III RALLYE MOBIL-AZALÉIA DAS PRAIAS
18 de Fevereiro 1978


A prova, apesar de ser disputada em apenas 100 quilômetros por estradas do interior dos municípios de Tramandaí, Osório e Santo Antônio da Patrulha, teve um roteiro muito bem escolhido pelos organizadores da Equipe Azaléia.
Iniciando com estradas excelentes, largas, até chegar nos últimos 25 quilômetros, à zona de areia, passando os concorrentes inclusive em cima de pequenos cômoros de areia, sempre com médias “salgadas” (a mais baixa da categoria Graduados, foi de 68 km/h).
Este trecho final, foi decisivo para a classificação, acontecendo alguns problemas e atolamentos de duplas até então bem colocadas.
Foi ainda, nessa parte, que a maior potência dos Volkswagen Passat TS, levou vantagem sobre os Fiat 147.
Até o posto de cronometragem N° 13 (de um total de 17) antes da zona de areia o vencedor da prova era o Volkswagen Passat N° 212 de Jorge Fleck/Ronaldo Monteiro (apesar de encontrar uma boiada no roteiro no PC 06) seguido pelo N° 211 de Marcelo Aiquel/Silvio Klein, ambos da Gaúcha Car, com respectivamente 32 e 35 pontos perdidos.
Mas, bem próximo, em terceiro estava o Fiat 147 da Equipe Glitz-Sbofa de N° 294 de Luiz Fernando Moreira/Derly Rodrigues com 46 pp e que haviam zerado dois PC’s (os únicos, pois os demais zeraram apenas um PC no máximo), mas devido a dificuldades na zona de areia caíram para o sétimo lugar com 281 pontos perdidos.

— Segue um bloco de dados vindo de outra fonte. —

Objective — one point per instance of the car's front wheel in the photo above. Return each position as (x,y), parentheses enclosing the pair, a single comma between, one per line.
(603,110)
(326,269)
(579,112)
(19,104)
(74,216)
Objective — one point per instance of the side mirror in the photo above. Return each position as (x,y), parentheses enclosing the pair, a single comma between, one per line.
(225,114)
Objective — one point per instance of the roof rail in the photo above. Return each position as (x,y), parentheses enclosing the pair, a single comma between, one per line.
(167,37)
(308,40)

O Fiat 294 de Moreira/Rodrigues “levantando areia” à frente do “muito atrasado” Passat 214 de Nygaard/Reolon

Em quarto lugar neste momento outro Fiat 147 da Equipe Glitz-Sbofa N° 292 de José Graciolli/Silvio Szewkies com 66 pp.
Inclusive Graciolli/Szewkies, logo nos primeiros trechos tiveram a luz vermelha de alerta de superaquecimento acessa, mas decidiram ir até onde o motor parasse. Com este caindo cada vez mais de rendimento, ainda assim mantinham uma das primeiras posições.
Chegando na parte de areia solta onde o motor teria de ser exigido ao máximo, o problema agravou-se mas mesmo atrasando (caindo do 4° lugar para o 9º lugar com 415 pp) continuaram cumprindo o roteiro até o final, nas proximidades do camping de Cidreira.
Ao pararem para assinar a ficha de controle de chegada com o Comissário da Prova Heron De Lorenzi, o motor fundiu por completo.
Havia se partido a mangueira do radiador e perderam toda a água do mesmo.


O Fiat 292 de Graciolli/Szewkies com problemas de refrigeração no “trecho do deserto”

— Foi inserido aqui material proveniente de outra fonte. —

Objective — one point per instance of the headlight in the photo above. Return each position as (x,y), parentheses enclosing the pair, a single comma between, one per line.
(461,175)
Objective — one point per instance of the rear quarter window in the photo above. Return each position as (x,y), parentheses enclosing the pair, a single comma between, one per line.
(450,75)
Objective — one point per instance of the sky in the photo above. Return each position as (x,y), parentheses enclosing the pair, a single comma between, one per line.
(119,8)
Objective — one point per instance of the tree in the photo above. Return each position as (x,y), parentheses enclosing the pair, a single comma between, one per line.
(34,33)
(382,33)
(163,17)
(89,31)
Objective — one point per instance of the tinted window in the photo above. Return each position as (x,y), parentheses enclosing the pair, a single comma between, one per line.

Cumprindo atuação das mais destacadas neste “areal” a dupla Aiquel/Klein teve extraordinária recuperação (chegando inclusive a passar adiantado quando todos atrasavam), o que os levou ao primeiro lugar no final com 75 pp, tendo Marcelo Aiquel recebido a Taça Garça ofertada pela Sociedade Amigos de Tramandaí –S.A.T, ao piloto mais destacado na Categoria Graduados.

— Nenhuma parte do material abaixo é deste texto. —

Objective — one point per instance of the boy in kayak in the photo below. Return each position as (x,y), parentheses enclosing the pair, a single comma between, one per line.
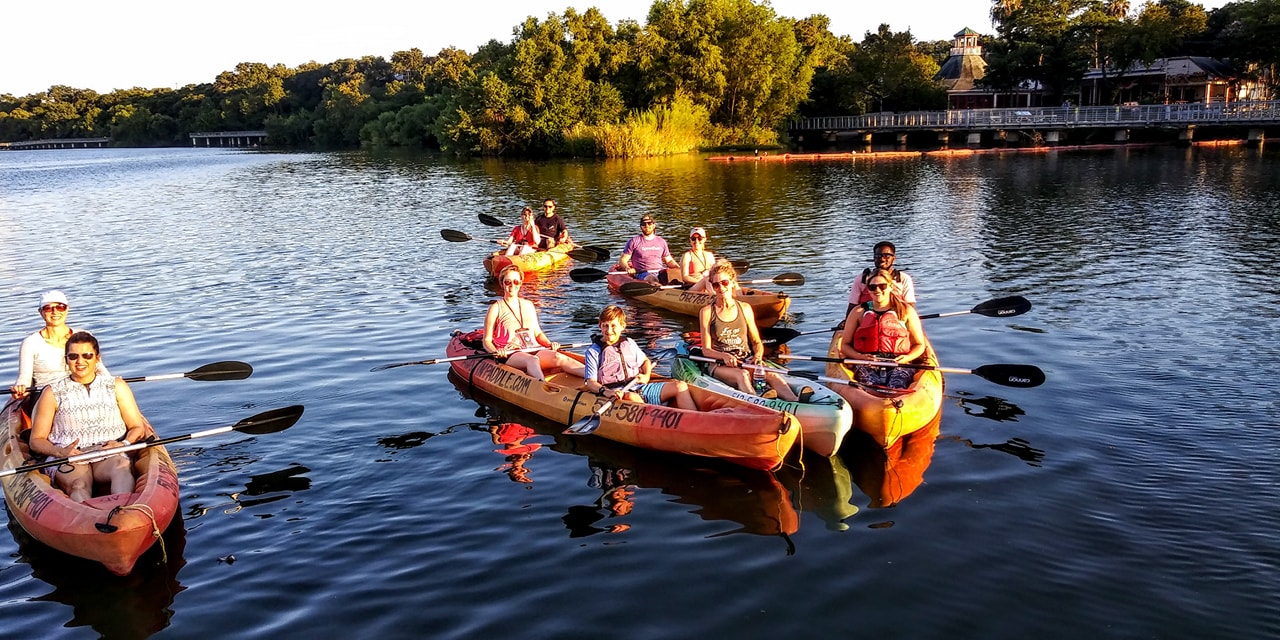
(612,361)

Outro que passou trabalho na zona de areia, foi o Volkswagen Brasília N° 210 da Equipe Mipem de João Carlos Fleck/Paulo Caldas Milano.
Seguramente ocupavam as primeiras posições, sendo inclusive a dupla que teve o menor N-1, mas ao faltarem poucos quilômetros para o final da prova, perto do PC 16, erraram o roteiro, saíram da estrada, com a parte dianteira pendurada em um barranco. Até colocarem o macaco e conseguirem trazer de volta o carro para a estrada, passou-se muito tempo e terminaram em 11° lugar.

A dupla Campeã Brasileira de 1977 Christiano Nygaard/Neri Reolon com o Volkswagen Passat N° 214 da Equipe Gaúcha Car, não foi feliz na prova inaugural do Campeonato Gaúcho, pois tiveram um erro de roteiro logo no inicío, um pouco antes do PC 04, motivando-lhes um atraso de 5 minutos, que foi impossível de ser recuperado.
O outro carro da Equipe o N° 213 de Ernesto Farina/Carlos Alberto Farina ficou classificado em quarto lugar, tendo entrado atrasado na parte de areia e também não conseguido recuperar a diferença naquele difícil trecho do roteiro.
 


O Passat 213 dos primos Farina tentando recuperar o “atraso” de um minuto na zona de areia.

Com um Volkswagen Sedan ano 1973 da Equipe Uniplex, preparado pelo próprio piloto o N° 252 de Gilberto Hoff/Luiz Afonso Frantz era apontado como candidato a vitória, e de fato sua atuação foi muito boa. Apesar de encontrar uma boiada na estrada (por ser o primeiro a largar) que os atrasou um pouco no PC 06, perdendo 20 centésimos, até a parte da areia, tudo normal, mas ali se atrasaram em alguns PC’s.
E no final, a poucos metros da chegada por pouco não ficam na estrada. Gilberto Hoff vinha “dando tudo” no VW, recuperando, quando três desníveis acentuados fizeram o carro voar. No primeiro levantou e bateu “de bico”, entortando pára-choques, guarda-lama e capô; deu novo vôo e só no terceiro “cocuruto” dominou o carro.
Felizmente à parte da suspensão não apresentou danos, permitindo sua chegada e a terceira colocação com 101 pp.


O VW 252 de Hoff/Frantz antes de iniciar o “vôo” nos “cocurutos”.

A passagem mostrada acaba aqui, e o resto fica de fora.